Future Security: A Big Problem, Barely Noticed
Issue Brief
Every summer I take my wife and the twins to visit Mom in Massachusetts. She lives there because she retired to the place her immigrant parents first came a century ago, to work in what was then the biggest rope factory in the world. The factory is gone, and the site is now occupied by a WalMart. Mom’s house isn’t very well stocked for a family with young kids — she’s 86 years old — so I make lots of trips to that WalMart. One purchase I made last summer was two handheld weights, solid chunks of cast iron that weigh 35 pounds each. I noticed as I was buying them that they were from China.
I thought about those weights when I heard Tuesday morning’s report that the U.S. trade deficit hit a staggering $60 billion in November — far above what economists were predicting, but all too consistent with the trends in U.S. trade performance over the last several years. Aside from a brief surge in the Reagan years, the annual trade deficit never got above $100 billion until the Clinton Administration, but it’s been deteriorating ever since. It passed $400 billion in 2002 (4% of GDP) and was nearly $500 billion in 2003 (5% of GDP). The revised trade figures for November put the deficit at $561 billion for the first 11 months of last year, meaning the full-year total will exceed $600 billion (about 6% of GDP). In other words, the U.S. trade deficit is now roughly as big as the whole South Korean economy.
The Bush Administration has all sorts of excuses for why U.S. trade performance has deteriorated so badly. An overpriced dollar. High oil prices. Holiday inventory accumulation. But the dollar has now lost half of its value against the euro, oil prices are moderating, and the holidays are over. As each of these excuses wears out, I keep coming back to those weights I bought at WalMart. Apparently, WalMart finds it cheaper to cast iron in China and ship it halfway around the world to Massachusetts, rather than cast it in Pennsylvania or Ohio and ship it a few hundred miles east. What does that tell you about American economic competitiveness?
It tells you that the economic foundations of U.S. power are eroding. If you don’t believe me, take a walk through Best Buy and see if you can find anything made in America besides hip-hop anthologies in the CD section. Americans want to believe their society is on the cutting edge of the information age, but all the infotech they buy seems to come from somewhere else. And every time the supply-siders in the White House secure another tax cut to stimulate the economy, consumers — whose household savings rate now averages less than 1% of income — rush out and buy a flatscreen television or Gamecube from one of those places. No doubt about it, the tax cuts are stimulating growth — in China.

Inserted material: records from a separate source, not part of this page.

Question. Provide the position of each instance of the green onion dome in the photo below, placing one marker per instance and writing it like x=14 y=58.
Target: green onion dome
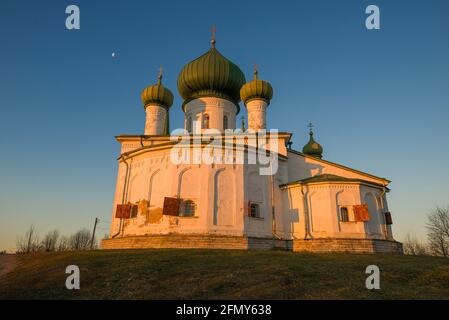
x=256 y=89
x=211 y=75
x=157 y=94
x=313 y=148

So what’s my point? My point is that America has worse challenges to worry about than a handful of nuts scattered across Arabia. We may not be faring well against the Iraqi insurgency, but you could have predicted that from Vietnam and Somalia. It wouldn’t matter much if Iraq wasn’t sitting on the world’s second largest oil reserves. But America’s security and power ultimately rest upon the strength of its economy, and contrary to what the pundits tell you, the U.S. economy is not faring well against most competitors. When the world’s biggest retailer has to ship cast iron from China to America to get good returns, something has definitely gone wrong with U.S. economic performance.